6. A crystal growth method based on thermal convection mass transfer, characterized in that... The crystal growth method based on thermal convection mass transfer is as follows: I. Turn on the water bath heating device outside the dissolution zone reactor (15), the high temperature zone reactor (14), and the water bath cooling device outside the growth zone reactor (13), and establish the temperature field and gradient under the conditions that the temperature in the high temperature zone reactor (14) is T H , the temperature in the dissolution zone reactor (15) is T D , and the temperature in the growth zone reactor (13) is T G . T H >T D >T G T D = T G + ΔT DG And ΔT DG The temperature range is 0.3~3.0 ℃; and T H = T D + ΔT HD And ΔT HD The temperature is 1.0 ~ 3.0 ℃; the temperature T inside the reaction vessel (15) in the dissolution zone is 1.0 ~ 3.0 ℃. D The temperature T inside the reactor (13) in the growth zone G The axial temperature gradient between them is 0.5 ~ 5 ℃ / m, the temperature field stabilization time is 12 h ~ 72 h and then maintained at that temperature; 2. Add crystal raw materials and growth medium to the dissolution zone reactor (15) so that the crystal raw materials form a saturated solution in the dissolution zone reactor (15) and there is solid raw material remaining in the dissolution zone reactor (15).

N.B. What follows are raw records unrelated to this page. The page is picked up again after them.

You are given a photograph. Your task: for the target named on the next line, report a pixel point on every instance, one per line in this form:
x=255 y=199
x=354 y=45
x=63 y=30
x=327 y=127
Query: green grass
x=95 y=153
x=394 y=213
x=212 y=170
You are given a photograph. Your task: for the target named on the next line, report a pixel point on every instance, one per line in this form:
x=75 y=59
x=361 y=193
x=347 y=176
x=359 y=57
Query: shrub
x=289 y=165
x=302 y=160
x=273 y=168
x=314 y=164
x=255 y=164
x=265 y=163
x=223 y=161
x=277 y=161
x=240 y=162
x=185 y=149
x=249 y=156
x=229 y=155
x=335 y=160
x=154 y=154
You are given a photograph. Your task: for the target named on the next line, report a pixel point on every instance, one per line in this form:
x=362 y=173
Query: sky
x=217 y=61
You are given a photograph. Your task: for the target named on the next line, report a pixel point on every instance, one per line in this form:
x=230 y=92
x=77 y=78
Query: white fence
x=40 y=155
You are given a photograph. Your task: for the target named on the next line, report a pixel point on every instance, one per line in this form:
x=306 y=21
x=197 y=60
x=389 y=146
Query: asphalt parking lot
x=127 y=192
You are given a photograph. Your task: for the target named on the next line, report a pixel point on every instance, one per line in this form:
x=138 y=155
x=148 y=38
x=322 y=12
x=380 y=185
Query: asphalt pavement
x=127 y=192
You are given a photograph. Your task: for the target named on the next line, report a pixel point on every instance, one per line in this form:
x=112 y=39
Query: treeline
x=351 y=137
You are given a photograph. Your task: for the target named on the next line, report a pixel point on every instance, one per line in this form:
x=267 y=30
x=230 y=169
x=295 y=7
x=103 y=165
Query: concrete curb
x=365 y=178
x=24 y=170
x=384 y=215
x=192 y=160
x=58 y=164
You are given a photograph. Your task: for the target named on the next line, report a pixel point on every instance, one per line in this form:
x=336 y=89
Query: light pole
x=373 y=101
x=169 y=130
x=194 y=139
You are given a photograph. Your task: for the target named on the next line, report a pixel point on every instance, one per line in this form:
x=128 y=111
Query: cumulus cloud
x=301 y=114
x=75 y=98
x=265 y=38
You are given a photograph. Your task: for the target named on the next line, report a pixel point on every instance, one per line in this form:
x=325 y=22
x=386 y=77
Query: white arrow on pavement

Suspend the seed crystal (3) at the lower end of the seed crystal suspension device (2) in the growth zone reactor (13). Do not add crystal raw materials to the high temperature zone reactor (14). Grow for 28 to 35 days without mechanical stirring. After the growth is completed, the temperature in the growth zone reactor (13) is controlled and the temperature drop range is 0.01 to 5 ℃ / h to obtain a single crystal.
7. The crystal growth method based on thermal convection mass transfer according to claim 6, characterized in that... The growth medium described in step one is water, heavy water, aqueous solution of haloacid, ionic liquid, or organic solvent.
8. The crystal growth method based on thermal convection mass transfer according to claim 6, characterized in that... The orientation of the seed crystal in step one is the specified crystal plane orientation of the material to be grown.
9. The crystal growth method based on thermal convection mass transfer according to claim 6, characterized in that... The crystal raw materials include halides, oxides, sulfides, selenides, or their doping systems.
10. The application of the crystal based on thermal convection mass transfer as described in claim 6, characterized in that... The crystal based on thermal convection mass transfer is used for nonlinear optics or scintillation detection.